Para além das questões constitucionais, não se pode negar que esse debate também é contaminado por casos práticos. O mais notório, do ex-presidente Lula que cumpria sentença condenatória por corrupção. Após a mudança de entendimento do STF, Lula foi solto depois de 580 dias preso na carceragem da Polícia Federal em Curitiba.
Sua liberdade momentânea não significa que ele tenha sido inocentado, muito menos que tenha deixado de ser um condenado pela justiça em órgão colegiado. Lula sofreu um processo, foi condenado monocraticamente em primeira instância, condenado colegiadamente em segunda instância e alguns recursos em terceira instância já foram superados. Todos por sua condenação. A única coisa que separa Lula do cumprimento em definitivo de sua sentença são os recursos extraordinários. Portanto, pode se afirmar que, em seu caso, não se faz mais presente a presunção de inocência. Lula cometeu crimes e foi condenado por isso. Simples e claro.
Quem se beneficia com a prisão apenas superados todos os recursos possíveis não é apenas Lula, mas também Eduardo Azeredo (condenado no mensalão tucano), Zé Dirceu e Vacari Neto (condenados no mensalão e petrolão). Assim como eles, outros nove condenados pela Lava-Jato e outros 5 mil que estão presos por condenação em segunda instância ficam livres provisoriamente, mas, insisto, nenhum deixa de ser condenado.
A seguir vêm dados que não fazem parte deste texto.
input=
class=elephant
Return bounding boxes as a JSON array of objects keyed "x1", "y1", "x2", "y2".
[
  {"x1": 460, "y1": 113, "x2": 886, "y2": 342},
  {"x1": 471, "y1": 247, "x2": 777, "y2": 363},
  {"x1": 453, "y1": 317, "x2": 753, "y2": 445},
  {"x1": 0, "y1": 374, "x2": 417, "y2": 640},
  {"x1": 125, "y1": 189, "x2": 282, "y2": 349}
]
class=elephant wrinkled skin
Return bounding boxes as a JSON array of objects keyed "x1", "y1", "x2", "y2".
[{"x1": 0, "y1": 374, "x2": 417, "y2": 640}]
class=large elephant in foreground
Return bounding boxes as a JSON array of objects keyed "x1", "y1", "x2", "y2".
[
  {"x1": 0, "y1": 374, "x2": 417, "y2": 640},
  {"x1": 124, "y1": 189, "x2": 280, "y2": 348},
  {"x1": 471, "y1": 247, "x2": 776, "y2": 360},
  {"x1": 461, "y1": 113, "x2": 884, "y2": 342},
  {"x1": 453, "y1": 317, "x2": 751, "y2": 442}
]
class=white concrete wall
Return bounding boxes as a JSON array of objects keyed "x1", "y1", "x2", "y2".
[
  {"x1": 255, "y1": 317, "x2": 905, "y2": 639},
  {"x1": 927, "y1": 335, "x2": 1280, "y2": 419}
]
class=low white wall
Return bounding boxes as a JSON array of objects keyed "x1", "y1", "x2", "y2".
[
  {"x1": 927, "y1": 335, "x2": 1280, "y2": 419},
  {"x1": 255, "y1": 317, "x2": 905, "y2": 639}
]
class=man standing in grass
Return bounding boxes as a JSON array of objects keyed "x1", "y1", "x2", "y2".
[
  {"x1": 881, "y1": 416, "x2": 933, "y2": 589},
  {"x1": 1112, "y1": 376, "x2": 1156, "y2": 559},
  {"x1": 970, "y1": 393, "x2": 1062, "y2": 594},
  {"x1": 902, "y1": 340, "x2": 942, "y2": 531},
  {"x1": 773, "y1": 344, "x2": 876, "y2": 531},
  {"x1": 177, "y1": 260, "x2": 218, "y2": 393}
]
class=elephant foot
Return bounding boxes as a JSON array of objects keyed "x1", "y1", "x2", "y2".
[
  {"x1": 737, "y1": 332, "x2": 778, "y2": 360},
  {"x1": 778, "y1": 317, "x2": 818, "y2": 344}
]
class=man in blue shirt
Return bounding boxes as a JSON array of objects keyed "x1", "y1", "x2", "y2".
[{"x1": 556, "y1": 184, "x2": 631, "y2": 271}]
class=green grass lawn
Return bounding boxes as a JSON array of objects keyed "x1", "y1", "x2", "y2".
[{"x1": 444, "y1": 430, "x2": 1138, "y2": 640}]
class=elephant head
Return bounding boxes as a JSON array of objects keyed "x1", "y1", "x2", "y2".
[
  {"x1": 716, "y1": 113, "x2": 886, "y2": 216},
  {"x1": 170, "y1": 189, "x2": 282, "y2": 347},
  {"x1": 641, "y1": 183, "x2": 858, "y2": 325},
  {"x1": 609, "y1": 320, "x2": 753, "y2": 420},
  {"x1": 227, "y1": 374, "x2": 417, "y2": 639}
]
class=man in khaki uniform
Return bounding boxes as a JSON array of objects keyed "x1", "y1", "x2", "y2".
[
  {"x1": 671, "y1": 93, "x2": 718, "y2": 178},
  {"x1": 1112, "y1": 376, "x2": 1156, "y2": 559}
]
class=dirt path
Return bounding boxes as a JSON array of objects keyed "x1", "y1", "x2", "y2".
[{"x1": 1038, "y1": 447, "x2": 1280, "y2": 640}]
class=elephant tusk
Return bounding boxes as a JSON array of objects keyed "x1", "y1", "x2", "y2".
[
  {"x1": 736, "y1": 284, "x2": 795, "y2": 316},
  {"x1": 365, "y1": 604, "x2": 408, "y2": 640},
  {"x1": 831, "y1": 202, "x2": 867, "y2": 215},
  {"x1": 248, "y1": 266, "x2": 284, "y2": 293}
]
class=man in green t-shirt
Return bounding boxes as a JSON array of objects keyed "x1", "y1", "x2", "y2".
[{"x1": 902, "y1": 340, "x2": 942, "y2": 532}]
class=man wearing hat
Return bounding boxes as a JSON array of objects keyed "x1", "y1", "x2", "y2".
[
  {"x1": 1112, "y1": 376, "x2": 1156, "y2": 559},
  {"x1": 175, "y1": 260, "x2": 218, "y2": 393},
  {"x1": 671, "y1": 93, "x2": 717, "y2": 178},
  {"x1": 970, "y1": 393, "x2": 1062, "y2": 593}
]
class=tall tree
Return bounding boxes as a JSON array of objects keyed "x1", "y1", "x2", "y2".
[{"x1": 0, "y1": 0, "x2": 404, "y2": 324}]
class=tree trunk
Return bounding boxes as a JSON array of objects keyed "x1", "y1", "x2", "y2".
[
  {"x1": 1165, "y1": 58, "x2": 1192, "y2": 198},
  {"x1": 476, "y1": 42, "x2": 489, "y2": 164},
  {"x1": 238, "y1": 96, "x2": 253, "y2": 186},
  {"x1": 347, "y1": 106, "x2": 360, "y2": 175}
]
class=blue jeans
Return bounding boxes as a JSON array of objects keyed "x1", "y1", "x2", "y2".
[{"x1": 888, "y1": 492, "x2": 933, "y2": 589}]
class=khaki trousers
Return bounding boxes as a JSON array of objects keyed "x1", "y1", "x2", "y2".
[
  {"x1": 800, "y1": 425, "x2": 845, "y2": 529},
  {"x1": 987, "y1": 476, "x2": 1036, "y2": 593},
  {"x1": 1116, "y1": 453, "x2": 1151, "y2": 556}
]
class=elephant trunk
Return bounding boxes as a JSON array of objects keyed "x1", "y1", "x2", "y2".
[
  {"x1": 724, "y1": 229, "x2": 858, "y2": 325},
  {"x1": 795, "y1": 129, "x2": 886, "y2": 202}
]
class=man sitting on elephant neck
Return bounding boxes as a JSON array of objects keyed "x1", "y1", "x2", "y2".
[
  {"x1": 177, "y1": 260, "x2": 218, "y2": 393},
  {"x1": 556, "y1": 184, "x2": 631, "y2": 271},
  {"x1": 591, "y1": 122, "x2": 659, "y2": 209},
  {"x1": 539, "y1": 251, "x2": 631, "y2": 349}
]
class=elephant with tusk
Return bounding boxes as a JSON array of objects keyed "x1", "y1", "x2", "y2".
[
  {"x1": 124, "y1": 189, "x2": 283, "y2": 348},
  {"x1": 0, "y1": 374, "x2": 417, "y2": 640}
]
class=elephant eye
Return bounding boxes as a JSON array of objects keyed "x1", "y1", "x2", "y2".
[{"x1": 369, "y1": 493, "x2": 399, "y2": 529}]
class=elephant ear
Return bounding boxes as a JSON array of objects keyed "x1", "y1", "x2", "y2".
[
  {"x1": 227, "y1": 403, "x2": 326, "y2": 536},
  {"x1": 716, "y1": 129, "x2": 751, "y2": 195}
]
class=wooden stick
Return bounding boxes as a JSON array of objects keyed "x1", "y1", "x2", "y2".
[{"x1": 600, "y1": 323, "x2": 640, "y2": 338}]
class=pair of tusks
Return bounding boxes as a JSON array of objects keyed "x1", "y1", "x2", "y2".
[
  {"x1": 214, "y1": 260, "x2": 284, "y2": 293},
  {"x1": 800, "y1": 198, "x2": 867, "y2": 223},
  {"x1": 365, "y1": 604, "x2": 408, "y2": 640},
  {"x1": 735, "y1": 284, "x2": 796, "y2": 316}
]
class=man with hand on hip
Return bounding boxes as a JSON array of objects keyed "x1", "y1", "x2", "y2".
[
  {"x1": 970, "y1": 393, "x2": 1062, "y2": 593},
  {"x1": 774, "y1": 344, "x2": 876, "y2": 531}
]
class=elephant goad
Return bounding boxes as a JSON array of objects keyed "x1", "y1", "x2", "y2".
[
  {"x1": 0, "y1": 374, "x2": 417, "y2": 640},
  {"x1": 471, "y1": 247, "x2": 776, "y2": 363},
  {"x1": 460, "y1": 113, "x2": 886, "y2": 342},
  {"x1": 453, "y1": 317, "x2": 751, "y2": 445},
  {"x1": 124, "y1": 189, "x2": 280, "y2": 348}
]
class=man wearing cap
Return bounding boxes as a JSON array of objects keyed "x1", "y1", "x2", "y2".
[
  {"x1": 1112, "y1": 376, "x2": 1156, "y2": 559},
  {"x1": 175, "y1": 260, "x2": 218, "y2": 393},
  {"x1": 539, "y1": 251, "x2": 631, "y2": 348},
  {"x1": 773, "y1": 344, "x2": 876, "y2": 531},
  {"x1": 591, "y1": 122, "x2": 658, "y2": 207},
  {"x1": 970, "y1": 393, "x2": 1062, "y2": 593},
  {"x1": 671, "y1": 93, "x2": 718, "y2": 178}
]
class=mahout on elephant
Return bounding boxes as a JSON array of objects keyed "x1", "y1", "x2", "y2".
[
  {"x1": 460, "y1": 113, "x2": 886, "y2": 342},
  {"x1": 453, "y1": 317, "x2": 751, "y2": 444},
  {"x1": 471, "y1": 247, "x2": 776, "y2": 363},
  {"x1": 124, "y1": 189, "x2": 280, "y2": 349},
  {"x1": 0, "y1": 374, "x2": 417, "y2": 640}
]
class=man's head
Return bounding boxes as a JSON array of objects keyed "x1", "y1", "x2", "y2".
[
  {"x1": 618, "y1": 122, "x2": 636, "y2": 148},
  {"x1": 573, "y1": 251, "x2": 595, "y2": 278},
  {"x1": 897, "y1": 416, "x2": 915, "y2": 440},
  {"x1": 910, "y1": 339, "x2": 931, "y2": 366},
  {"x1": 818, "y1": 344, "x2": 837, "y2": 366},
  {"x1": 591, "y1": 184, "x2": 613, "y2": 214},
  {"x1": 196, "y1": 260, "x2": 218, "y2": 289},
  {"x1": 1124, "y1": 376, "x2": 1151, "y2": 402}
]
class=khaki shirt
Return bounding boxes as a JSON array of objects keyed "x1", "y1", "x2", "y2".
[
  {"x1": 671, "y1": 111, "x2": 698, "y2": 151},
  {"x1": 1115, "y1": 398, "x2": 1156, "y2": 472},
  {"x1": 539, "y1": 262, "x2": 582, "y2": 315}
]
Insisto também, a possibilidade de prisão em segunda instância não fere o princípio de presunção de inocência e nem fragiliza a segurança de um processo justo. Ela constitui um importante instrumento que fortalece o combate à corrupção e garante que aqueles que cometeram crimes contra o povo, por mais que sejam ricos e poderosos, paguem seus débitos para com a justiça e a sociedade. Da forma como está hoje, o combate à corrupção infelizmente fica bastante fragilizado.
Em resposta, o Congresso Nacional já marcou sessões para pautar uma mudança constitucional e no Código de Processo Penal para afirmar expressamente a possibilidade da prisão em segunda instância. Não se trata de retirada de direitos, se trata apenas por consolidar o marco temporal para o início do cumprimento de sentença condenatória superada a segunda instância processual.
Claro que a prisão em segunda instância por si só não vai salvar o combate à corrupção ou resolver os problemas do judiciário. São necessárias outras ações urgentes como o fim do foro privilegiado e uma reforma estrutural do próprio sistema judiciário, dando assim mais celeridade, clareza e eficiência para que a justiça, de fato, seja feita no Brasil e todos, de fato, sejam considerados iguais perante a lei. Que o Congresso Nacional, democraticamente, possa avançar nesse sentido.
Giovanni Mockus é assessor legislativo na Câmara dos Deputados, Coordenador Nacional de Formação Política da REDE Sustentabilidade, Porta-Voz Estadual da REDE SP, líder RAPS e líder público da Fundação Lemann.